Figure 3. Methods to overcome the hostility of the cancer microenvironment toward T cells.

(A) T cell–suppressive mechanisms include the production of immunosuppressive cytokines (IL-10, TGF-β), inflammatory cytokines (IL-6), IDO, and NO, and recruitment of immunosuppressive macrophages (M2-type tumor-associated macrophages [TAMs]) and MDSCs. Cancer cells do not provide the necessary “danger” signals for DC activation, permitting T cell effector and memory cell induction. Thus, DCs are not properly polarized to induce such responses, leading to Treg induction, T cell anergy, and T cell deletion. Moreover, inhibitory checkpoint control molecules such as CTLA-4, PD-1, TIM3, or LAG3 are upregulated on chronically and improperly stimulated T cells. (B) T cell–immunosuppressive mechanisms are counteracted by Abs against immunosuppressive and inflammatory cytokines or their cognate receptors, T cell–stimulatory Abs against TNF receptor family members (CD27, CD40, CD134, and CD137), chemotherapeutics causing immunogenic cell death, or IDO inhibitors. Importantly, vaccination must induce proper effector CD4⁺ and CD8⁺ T cell generation in lymph nodes. The robust circulating effector T cells induced by these vaccines travel to tumor sites, where their activity can be optimized by appropriate combinatorial therapies.

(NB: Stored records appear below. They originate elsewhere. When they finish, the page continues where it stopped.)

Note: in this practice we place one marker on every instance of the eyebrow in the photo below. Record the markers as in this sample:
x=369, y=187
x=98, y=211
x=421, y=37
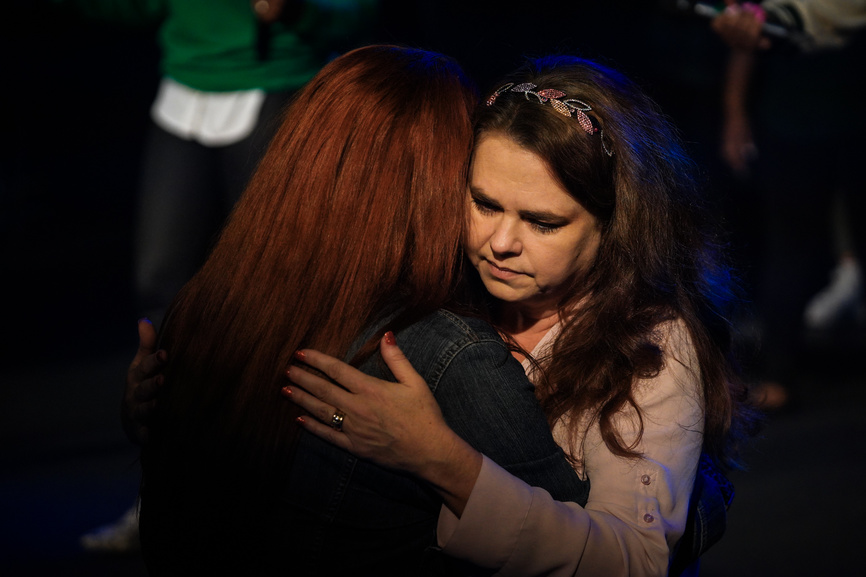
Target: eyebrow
x=534, y=215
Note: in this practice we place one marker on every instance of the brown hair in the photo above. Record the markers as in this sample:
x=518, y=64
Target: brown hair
x=658, y=260
x=355, y=212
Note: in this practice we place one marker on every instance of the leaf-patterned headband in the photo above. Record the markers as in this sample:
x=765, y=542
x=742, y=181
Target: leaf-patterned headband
x=571, y=107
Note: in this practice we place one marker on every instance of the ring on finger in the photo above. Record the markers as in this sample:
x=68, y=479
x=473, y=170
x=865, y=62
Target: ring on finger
x=337, y=420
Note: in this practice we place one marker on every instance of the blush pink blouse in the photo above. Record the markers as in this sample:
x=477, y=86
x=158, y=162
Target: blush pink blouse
x=637, y=508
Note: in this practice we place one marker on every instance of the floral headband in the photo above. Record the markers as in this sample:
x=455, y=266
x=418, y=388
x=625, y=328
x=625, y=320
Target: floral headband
x=571, y=107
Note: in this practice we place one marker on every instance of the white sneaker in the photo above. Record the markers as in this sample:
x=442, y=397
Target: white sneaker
x=118, y=537
x=839, y=300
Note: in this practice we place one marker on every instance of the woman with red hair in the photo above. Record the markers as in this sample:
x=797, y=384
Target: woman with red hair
x=591, y=239
x=350, y=227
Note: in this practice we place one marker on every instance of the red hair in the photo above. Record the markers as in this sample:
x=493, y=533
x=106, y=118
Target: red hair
x=355, y=211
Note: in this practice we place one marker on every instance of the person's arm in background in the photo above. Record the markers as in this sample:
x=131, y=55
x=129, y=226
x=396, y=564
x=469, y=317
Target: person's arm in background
x=143, y=380
x=739, y=26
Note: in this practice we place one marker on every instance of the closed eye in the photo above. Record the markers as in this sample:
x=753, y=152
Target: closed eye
x=484, y=207
x=545, y=227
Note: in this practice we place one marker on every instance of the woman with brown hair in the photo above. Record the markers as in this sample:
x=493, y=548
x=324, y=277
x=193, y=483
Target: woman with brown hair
x=351, y=226
x=589, y=234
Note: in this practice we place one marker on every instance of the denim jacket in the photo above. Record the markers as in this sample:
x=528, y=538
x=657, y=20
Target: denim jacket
x=351, y=517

Figure 2. Processing of vaccine-derived antigens.

For antigen loading in HLA class I molecules, antigen must enter the DC cytoplasm to be processed by the proteasome complex. Longer antigen fragments are cut down by the proteasome to smaller, 9– to 15–amino acid stretches that can be pumped through the transporter of antigen processing (TAP), thereby gaining access to the endoplasmic reticulum, where HLA class I loading with fragments of 9 to 12 amino acids takes place, followed by transport to the cell surface. For antigen loading in HLA class II molecules, the antigen must enter the endosomal system, where cathepsins digest the antigen, followed by loading of HLA class II with fragments of approximately 12 to 15 amino acids at low pH and, following DC maturation, transport to the cell surface. Once DCs have fully matured, they interact with CD8⁺ and CD4⁺ T cells by stimulating the TCR with antigen presented by HLA class I or II molecules, respectively, and costimulatory molecules such as CD28. Activated, primed CD8⁺ T cells are then capable of killing tumor cells via ligation of the TCR with antigen presented by HLA class I molecules.

Figure 1. Mode of action of therapeutic cancer vaccines.

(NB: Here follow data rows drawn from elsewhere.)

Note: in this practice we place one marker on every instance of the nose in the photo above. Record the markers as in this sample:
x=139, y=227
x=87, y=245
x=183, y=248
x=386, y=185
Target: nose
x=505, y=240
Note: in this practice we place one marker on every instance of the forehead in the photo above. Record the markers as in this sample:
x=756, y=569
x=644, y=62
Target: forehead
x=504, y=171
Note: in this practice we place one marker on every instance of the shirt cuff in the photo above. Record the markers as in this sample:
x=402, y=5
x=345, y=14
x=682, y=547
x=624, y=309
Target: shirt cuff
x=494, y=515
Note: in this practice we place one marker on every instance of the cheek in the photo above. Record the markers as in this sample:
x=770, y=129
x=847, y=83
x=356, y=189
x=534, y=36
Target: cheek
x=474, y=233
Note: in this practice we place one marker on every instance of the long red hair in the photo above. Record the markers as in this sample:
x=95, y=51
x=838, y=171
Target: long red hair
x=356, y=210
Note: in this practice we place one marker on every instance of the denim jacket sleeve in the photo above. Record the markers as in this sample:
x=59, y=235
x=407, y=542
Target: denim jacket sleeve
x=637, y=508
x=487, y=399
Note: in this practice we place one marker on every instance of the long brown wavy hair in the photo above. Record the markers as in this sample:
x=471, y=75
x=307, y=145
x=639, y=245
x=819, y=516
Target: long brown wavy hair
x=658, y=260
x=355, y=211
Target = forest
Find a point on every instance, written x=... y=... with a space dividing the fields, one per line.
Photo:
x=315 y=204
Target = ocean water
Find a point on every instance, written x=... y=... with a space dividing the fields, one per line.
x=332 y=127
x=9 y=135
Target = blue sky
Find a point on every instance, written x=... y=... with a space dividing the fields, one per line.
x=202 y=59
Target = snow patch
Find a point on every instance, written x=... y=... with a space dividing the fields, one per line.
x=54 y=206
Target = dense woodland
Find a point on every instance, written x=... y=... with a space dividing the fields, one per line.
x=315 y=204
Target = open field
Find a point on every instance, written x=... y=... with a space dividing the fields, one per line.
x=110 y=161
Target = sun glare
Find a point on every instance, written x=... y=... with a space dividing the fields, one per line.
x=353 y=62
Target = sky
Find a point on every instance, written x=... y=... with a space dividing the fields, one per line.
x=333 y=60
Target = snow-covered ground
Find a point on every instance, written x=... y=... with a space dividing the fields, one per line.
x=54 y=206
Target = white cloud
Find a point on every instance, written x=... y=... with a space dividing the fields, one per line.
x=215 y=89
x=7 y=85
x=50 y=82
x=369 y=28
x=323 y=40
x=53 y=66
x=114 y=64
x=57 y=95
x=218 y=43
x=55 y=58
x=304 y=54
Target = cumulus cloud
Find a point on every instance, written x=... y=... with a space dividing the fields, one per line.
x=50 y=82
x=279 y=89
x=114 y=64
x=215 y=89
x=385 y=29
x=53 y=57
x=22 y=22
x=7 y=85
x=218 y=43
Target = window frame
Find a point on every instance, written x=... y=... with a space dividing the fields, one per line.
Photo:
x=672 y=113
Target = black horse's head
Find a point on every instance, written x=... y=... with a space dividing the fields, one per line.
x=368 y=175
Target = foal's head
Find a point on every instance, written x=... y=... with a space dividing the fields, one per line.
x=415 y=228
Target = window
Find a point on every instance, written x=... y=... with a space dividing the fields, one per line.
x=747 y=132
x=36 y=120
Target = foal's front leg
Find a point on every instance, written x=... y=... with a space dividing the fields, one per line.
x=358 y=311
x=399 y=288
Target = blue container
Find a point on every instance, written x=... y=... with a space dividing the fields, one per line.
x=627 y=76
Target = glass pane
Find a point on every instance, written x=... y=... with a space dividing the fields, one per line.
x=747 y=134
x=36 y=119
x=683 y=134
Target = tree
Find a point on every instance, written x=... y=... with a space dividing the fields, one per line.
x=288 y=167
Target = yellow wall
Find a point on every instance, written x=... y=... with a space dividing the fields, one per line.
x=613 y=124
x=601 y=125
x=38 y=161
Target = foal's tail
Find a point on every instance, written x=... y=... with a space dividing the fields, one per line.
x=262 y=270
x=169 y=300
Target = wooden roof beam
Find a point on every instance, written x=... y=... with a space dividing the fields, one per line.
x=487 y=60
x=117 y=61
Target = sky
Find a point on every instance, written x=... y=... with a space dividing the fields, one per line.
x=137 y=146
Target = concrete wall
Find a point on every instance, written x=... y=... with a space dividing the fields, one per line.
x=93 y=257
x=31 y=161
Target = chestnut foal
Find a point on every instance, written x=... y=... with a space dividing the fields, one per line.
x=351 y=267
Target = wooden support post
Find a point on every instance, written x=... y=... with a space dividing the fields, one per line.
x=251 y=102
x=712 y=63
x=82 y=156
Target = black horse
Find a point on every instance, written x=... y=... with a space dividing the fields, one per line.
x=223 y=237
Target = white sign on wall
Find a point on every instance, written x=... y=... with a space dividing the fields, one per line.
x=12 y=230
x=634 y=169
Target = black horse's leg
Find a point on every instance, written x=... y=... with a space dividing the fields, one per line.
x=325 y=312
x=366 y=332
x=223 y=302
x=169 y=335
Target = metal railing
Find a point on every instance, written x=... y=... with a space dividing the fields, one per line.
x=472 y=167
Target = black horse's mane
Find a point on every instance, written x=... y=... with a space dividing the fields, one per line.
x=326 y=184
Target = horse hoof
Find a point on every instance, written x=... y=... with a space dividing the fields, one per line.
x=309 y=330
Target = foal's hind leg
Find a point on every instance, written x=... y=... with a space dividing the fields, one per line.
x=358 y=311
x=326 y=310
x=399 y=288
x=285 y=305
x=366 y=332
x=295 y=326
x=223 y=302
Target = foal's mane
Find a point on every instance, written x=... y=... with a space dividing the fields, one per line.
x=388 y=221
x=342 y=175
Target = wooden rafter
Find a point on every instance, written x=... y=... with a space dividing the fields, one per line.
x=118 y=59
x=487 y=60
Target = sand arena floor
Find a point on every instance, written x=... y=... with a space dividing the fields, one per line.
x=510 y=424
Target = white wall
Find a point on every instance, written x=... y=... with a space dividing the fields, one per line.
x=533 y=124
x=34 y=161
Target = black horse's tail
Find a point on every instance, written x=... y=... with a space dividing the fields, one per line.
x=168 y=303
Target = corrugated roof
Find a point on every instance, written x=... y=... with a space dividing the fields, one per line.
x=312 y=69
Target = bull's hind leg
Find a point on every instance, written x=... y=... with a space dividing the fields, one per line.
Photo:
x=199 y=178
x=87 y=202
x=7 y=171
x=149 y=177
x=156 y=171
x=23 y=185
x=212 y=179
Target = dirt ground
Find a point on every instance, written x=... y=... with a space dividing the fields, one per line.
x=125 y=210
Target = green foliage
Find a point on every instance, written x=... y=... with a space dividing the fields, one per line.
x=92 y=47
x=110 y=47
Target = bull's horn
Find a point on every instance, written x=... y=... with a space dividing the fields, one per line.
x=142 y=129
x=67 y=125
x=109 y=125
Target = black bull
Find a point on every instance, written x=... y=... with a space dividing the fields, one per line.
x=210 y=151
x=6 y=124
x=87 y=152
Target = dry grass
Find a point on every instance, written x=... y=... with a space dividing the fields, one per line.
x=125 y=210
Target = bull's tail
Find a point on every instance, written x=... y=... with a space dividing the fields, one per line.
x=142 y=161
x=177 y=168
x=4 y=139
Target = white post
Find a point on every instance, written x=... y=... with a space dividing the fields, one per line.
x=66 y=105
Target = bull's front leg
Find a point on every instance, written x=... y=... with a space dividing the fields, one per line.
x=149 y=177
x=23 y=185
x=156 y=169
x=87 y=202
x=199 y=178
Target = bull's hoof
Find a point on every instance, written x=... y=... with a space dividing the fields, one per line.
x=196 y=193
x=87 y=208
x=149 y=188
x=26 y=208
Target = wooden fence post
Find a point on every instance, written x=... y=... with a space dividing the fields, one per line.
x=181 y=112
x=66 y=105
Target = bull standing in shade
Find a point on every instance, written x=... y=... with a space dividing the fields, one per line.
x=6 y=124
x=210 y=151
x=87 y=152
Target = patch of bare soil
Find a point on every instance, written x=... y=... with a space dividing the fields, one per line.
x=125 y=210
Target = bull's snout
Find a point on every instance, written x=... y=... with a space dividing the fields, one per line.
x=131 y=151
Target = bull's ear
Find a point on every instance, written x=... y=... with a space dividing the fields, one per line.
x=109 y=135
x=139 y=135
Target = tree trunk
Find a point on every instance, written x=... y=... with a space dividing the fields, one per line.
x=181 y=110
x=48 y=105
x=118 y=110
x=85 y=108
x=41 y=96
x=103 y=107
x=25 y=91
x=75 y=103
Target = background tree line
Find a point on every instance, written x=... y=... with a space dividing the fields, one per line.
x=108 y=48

Routes of vaccine administration and migration of immune cells. Antigen-loaded DCs (APCs) travel through the afferent lymph to the lymph nodes, where they prime T cells. The primed, activated T cells migrate through the efferent lymph, thoracic duct, and blood to reach tumor cells. Vaccine-induced T cells must engage with and overcome hostile elements in the cancer microenvironment, including immunosuppressive cells (Tregs, MDSCs) and factors released by the tumor cells, such as immunosuppressive chemokines and cytokines and IDO, which impair T cell migration, function, and expansion.